Different years took the kids and me down the gravel drive to see the July sky come alive with glittering sparkles of fire. Not tonight. Not this year.

But I’m grateful for the years. For those days. For those times.
Days pre-Sam when I’d go with my mom to family reunions and eat too much fried catfish. Days my first family ( the one you get born in 🙂 ) would be on vacation together, watching a freedom fireworks show from the bank of a river or lake or hotel balcony.
Good times.
And today, freedom to remember. I have seen a lot. I’ve seen my mom sit in a wheelchair on a nursing home patio while my husband positioned her perfectly so she could catch a glimpse of something he knew she couldn’t see that well any longer.
I’ve seen my kids twirling sparklers, spelling their beautiful names in the summer night. I can still see that smoke trailing away, the glowing letters like golden whispers, hanging in the air.
I’ve also seen people confined by their minds and limited by their fears. Not free , right in the middle of the USA.
And I’ve seen my Sam fighting like hell this time last year, knowing he might not be here today. But he fought anyway. And on his terms.

Tonight, I’m still celebrating freedom, like a worn out warrior maybe, but I’m still walking.
I put my youngest on a plane this morning and shared a sweet visit with my son and future daughter in-law tonight. They are free to live, and are.

I consoled dogs that think this is too much noise, and I listen as the pops and echoes grow louder. There’s no fading into the distance yet. Good.
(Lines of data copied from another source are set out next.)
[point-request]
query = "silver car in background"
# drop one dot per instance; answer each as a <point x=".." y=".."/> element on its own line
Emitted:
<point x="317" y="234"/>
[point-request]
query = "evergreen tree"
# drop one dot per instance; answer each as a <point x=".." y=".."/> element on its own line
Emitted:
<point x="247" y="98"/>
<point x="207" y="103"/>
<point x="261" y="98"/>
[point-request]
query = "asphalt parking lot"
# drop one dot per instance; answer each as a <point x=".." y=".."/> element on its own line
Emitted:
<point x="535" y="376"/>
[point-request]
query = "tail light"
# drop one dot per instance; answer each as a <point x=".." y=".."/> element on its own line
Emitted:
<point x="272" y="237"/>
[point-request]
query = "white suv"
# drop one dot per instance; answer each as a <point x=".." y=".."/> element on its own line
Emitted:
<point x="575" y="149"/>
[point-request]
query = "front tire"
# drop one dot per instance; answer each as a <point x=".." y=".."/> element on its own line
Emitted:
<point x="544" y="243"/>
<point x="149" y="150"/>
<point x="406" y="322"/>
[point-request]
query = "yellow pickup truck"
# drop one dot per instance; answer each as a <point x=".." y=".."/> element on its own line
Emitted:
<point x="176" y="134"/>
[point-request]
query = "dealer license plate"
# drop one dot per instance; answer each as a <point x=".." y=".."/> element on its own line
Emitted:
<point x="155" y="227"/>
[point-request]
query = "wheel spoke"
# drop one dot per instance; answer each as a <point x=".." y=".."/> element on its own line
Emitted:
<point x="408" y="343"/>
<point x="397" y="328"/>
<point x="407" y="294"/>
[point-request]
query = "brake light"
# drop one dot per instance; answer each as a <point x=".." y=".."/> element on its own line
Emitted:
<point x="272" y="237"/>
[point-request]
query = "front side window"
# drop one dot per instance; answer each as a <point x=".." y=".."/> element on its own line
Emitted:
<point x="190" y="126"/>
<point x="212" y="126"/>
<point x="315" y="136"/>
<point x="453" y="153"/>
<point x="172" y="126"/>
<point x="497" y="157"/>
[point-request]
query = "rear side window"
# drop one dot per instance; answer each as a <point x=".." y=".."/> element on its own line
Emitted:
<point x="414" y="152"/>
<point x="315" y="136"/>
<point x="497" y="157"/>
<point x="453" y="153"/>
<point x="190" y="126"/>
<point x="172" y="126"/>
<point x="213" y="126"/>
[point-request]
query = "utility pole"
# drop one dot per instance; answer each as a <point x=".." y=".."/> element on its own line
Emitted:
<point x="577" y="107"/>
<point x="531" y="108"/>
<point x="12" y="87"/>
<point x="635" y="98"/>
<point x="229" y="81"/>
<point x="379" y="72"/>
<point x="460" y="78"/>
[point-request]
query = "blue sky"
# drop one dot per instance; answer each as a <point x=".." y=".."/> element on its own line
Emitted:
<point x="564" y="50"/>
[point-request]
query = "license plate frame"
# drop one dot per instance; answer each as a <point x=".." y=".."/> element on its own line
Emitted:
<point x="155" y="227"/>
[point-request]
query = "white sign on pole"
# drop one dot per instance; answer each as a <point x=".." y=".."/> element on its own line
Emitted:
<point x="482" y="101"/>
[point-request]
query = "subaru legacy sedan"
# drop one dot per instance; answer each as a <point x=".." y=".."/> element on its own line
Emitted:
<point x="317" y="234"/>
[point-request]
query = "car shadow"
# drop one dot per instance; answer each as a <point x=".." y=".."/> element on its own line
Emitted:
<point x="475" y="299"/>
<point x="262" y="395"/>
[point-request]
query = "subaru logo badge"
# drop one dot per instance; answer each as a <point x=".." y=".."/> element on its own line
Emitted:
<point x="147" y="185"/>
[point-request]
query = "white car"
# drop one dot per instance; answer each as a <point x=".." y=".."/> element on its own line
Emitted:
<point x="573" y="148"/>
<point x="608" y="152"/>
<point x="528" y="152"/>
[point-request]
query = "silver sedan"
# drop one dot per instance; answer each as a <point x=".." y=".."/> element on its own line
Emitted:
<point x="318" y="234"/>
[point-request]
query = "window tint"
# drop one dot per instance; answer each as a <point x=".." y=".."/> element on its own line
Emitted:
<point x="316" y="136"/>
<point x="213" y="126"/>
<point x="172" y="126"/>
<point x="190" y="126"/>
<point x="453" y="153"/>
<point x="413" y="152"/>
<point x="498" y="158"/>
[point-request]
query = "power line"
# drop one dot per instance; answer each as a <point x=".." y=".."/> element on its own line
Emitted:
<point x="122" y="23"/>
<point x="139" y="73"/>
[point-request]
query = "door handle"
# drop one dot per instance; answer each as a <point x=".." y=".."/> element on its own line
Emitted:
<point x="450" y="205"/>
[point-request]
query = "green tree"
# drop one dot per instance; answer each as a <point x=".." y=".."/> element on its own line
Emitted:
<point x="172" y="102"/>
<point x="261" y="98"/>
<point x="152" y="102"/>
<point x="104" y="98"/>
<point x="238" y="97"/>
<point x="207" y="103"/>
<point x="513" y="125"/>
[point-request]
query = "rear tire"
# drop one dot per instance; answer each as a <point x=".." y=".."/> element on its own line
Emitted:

I walked outside earlier, for old times sake. Saw those long ago kid days of spitted watermelon seeds. Saw our long ago new house in progress, the two of us laughing in lawn chairs in the front yard.
Saw those red bobbers floating on rippling water, our feet dangling off the bridge. Happy and free.

I’m independent today in a way that I never thought I’d be, not this soon. And I’m going to tell you, it’s not always so great. But I’m also here to tell you, there were good memories today. Old and new ones.
I live in a country where I can do pretty much what I want when I want. I stopped by church this morning, worshiped my God the way I like to. Saw the cemetery nearby where my father is buried. Someone took time to leave flags on every veteran’s grave. Dozens of American flags fluttering. This has probably been going on for years, but I only knew it today. Like so many of life’s ways. We miss things. We really do.
A few miles away, there’s a patriotic bouquet on my Sam’s grave. A shiny plastic windmill is twirling in the breeze near his name. I bet there’s a show in that sky too. Those people down that road are shooting off fireworks and passing around beers, eating some decent BBQ. Oblivious to me writing this. Not realizing their little lights are giving me happiness. Because I am free to honor his memory in my own way. And I’m hoping somehow we both are seeing some night lights tonight and smiling. We both are hearing those repeating pops and snaps and thinking … so many good things. The mind is always free, friends. Free to dream. Happy Independence Day.
Live free to feel and think…and celebrate all the moments. As many as you can.